« Eugénie Grandet », une nouvelle adaptation de Marc Dugain

Balzac, on le sait, a été et reste un vivier inépuisable pour les réalisateurs (Le colonel Chabert, le Père Goriot, et bien d’autres.) L’avantage des « classiques », dont Eugénie Grandet fait partie, mais qui implique aussi de conserver une certaine fidélité à l’esprit de l’auteur. La nouvelle adaptation (« librement inspirée du roman de Balzac ») du réalisateur Marc Dugain, aussi écrivain, ne pêche pas de ce côté-là dans les grands traits, mais dans des détails.

Celui qui a réalisé notamment « L’échange des princesses » a l’habitude des changements d’époques et des adaptations de livres. On retrouve avec plaisir l’excellent acteur Olivier Gourmet, qui endosse à merveille son rôle de père rusé, avare et inflexible (« De tous les vices, ton père a choisi celui qui coûte le moins cher : l’avarice », soupire la mère de l’héroïne) Il forme, avec Joséphine Japy, qui incarne le personnage éponyme, une fameuse paire ; tous deux illustrent cette relation père-fille, l’une de celles qui ont tant fasciné Honoré de Balzac dans son immense Comédie humaine.
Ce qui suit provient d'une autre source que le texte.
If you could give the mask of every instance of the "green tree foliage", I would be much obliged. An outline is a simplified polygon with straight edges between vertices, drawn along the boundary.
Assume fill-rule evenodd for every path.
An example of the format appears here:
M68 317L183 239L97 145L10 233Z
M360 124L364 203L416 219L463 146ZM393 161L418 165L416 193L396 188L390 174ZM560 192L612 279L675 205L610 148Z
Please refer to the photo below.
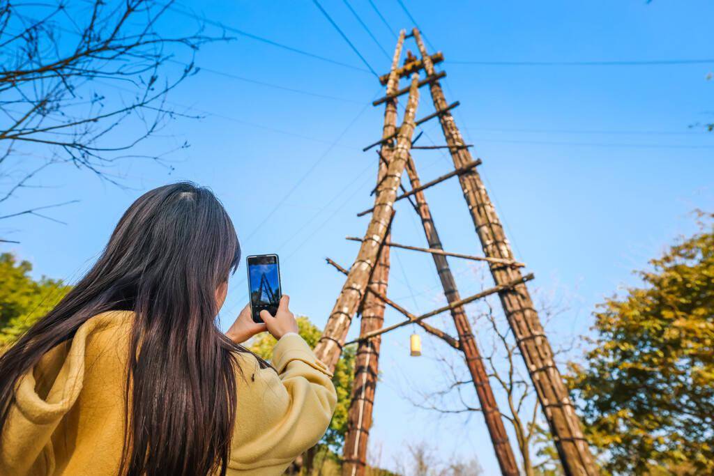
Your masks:
M570 365L611 472L714 474L713 216L650 261L645 285L600 305L587 363Z
M31 270L29 262L18 262L9 253L0 255L0 350L46 314L71 288L44 276L36 281Z
M300 335L311 348L317 344L322 331L310 322L306 317L298 317L298 328ZM265 333L257 336L250 345L250 349L264 359L270 359L275 338ZM355 350L347 348L342 352L340 360L335 367L335 375L332 383L337 390L337 407L332 417L330 427L323 437L321 443L327 445L333 452L339 452L345 441L347 432L347 412L350 407L350 393L352 390L352 380L354 375Z

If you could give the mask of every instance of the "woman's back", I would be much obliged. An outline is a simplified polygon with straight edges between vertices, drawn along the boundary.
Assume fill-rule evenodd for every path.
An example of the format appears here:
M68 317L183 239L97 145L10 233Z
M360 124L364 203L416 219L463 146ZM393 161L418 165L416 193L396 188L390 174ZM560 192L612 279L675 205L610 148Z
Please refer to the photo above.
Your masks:
M0 474L118 473L133 318L129 311L91 318L21 380L2 432ZM296 335L276 345L276 370L247 353L237 358L228 474L282 474L329 424L336 402L329 373Z
M226 334L216 326L240 260L210 190L137 198L87 273L0 355L0 475L279 474L317 441L335 392L291 335L288 297L263 323L246 308ZM274 369L241 345L264 331L279 340Z

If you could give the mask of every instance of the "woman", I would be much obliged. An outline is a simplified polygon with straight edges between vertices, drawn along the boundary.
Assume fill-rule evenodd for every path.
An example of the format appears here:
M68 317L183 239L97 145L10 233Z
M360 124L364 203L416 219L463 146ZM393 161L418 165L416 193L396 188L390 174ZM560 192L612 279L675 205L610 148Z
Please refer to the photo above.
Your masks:
M331 374L283 296L216 325L240 247L188 183L140 197L96 263L0 358L0 475L279 475L317 442ZM241 344L267 330L272 366Z

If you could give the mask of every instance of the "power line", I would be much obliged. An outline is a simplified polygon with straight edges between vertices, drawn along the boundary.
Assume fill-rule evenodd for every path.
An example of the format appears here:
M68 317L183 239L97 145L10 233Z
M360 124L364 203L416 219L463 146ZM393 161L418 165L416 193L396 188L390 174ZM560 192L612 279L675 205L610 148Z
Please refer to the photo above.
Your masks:
M523 132L526 133L558 133L558 134L603 134L624 136L697 136L705 135L703 130L695 131L636 131L636 130L602 130L602 129L539 129L539 128L511 128L465 127L467 131L482 131L484 132Z
M479 61L447 60L451 64L473 64L483 66L646 66L681 64L711 64L714 59L654 59L613 61Z
M394 30L393 30L392 27L389 25L389 22L387 21L387 19L382 16L381 12L379 11L379 9L378 9L377 6L374 4L374 2L372 1L372 0L368 0L368 1L369 4L372 6L372 9L374 10L375 13L376 13L377 16L382 20L382 23L383 23L384 26L387 27L388 30L389 30L389 33L392 34L392 36L394 36L394 38L398 38L398 36L397 36L397 34L394 33Z
M347 44L350 46L350 48L352 49L352 51L354 51L357 54L357 56L359 56L359 59L362 60L362 62L364 63L368 68L369 68L369 71L372 71L372 74L378 78L379 75L377 74L377 71L374 71L374 69L372 68L371 66L370 66L369 63L367 62L367 60L364 59L364 56L362 56L362 54L359 52L357 48L356 48L355 46L352 44L352 42L350 41L350 39L348 38L347 38L347 35L345 34L344 31L343 31L340 29L340 27L337 26L337 24L335 23L335 21L332 19L332 17L330 16L329 14L328 14L327 11L325 11L325 9L322 8L322 5L320 4L320 2L318 2L317 0L313 0L313 3L315 4L315 6L317 6L318 9L319 9L320 11L322 12L322 14L325 16L325 18L326 18L328 21L331 24L332 24L332 26L335 27L335 29L337 30L337 32L342 36L342 38L344 39L345 41L347 42Z
M603 142L559 142L550 141L509 141L506 139L476 138L476 142L494 142L501 143L523 143L536 146L583 146L585 147L621 147L623 148L691 148L712 149L714 146L687 146L683 144L645 144L645 143L616 143Z
M181 63L181 61L175 61L176 63ZM181 63L183 64L183 63ZM323 99L331 99L332 101L340 101L345 103L352 103L353 104L363 104L361 101L356 101L354 99L348 99L347 98L339 98L335 96L329 96L328 94L321 94L319 93L313 93L309 91L304 91L303 89L296 89L295 88L288 88L284 86L280 86L279 84L273 84L271 83L266 83L265 81L258 81L256 79L251 79L250 78L246 78L244 76L241 76L237 74L233 74L232 73L225 73L223 71L219 71L216 69L211 69L210 68L203 68L200 66L199 69L201 71L204 71L212 74L217 74L218 76L225 76L226 78L231 78L232 79L237 79L238 81L242 81L246 83L252 83L253 84L259 84L260 86L264 86L268 88L273 88L274 89L280 89L281 91L287 91L291 93L298 93L299 94L305 94L306 96L311 96L316 98L322 98Z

Dans la petite ville de Saumur, quelques décennies après la Révolution française, la famille Grandet habite dans une modeste demeure, dépourvue de tout confort bourgeois. Le « père Grandet » est pourtant toujours à l’affût des bonnes affaires et des investissements « qui rapportent gros », sans coûter beaucoup. Sa femme et sa fille en font les frais. Eugénie attend que son père se décide sur son mariage. Mais la question de la dot irrite Félix Grandet… et puis, qui pourrait bien mériter cette enfant unique qui héritera de toute sa fortune ? Lorsqu’un jour débarque de Paris le fils de son frère, jeune homme parisien et bien mis, le cœur d’Eugénie s’y attache. Les jeunes gens se font des promesses. Et puis… Charles doit malgré lui traverser l’océan, pour réparer sa fortune et conserver la réputation de son nom. La vie passe, toujours dominée par le père autoritaire et maladivement avare : un de ceux prêt à sacrifier sa famille plutôt que son argent : « qui ne respecte pas l’argent n’est pas digne de bonheur » ; un adage que Félix Grandet ne reniera pas, jusqu’à son dernier souffle.

L’ambiance du XIXe siècle est là, comme on l’imagine en lisant le roman de Balzac. La façon de filmer, en clair-obscur, est assez pesante. Par ailleurs, la « patte » féministe est sans aucun doute exagérée par rapport à l’œuvre de Balzac, notamment la fin, très différente de celle du roman d’origine. Une nouvelle adaptation, sans plus, malgré ses bons acteurs. Mais la question des rapports humains démontre encore une fois combien l’œuvre de Balzac reste indémodable.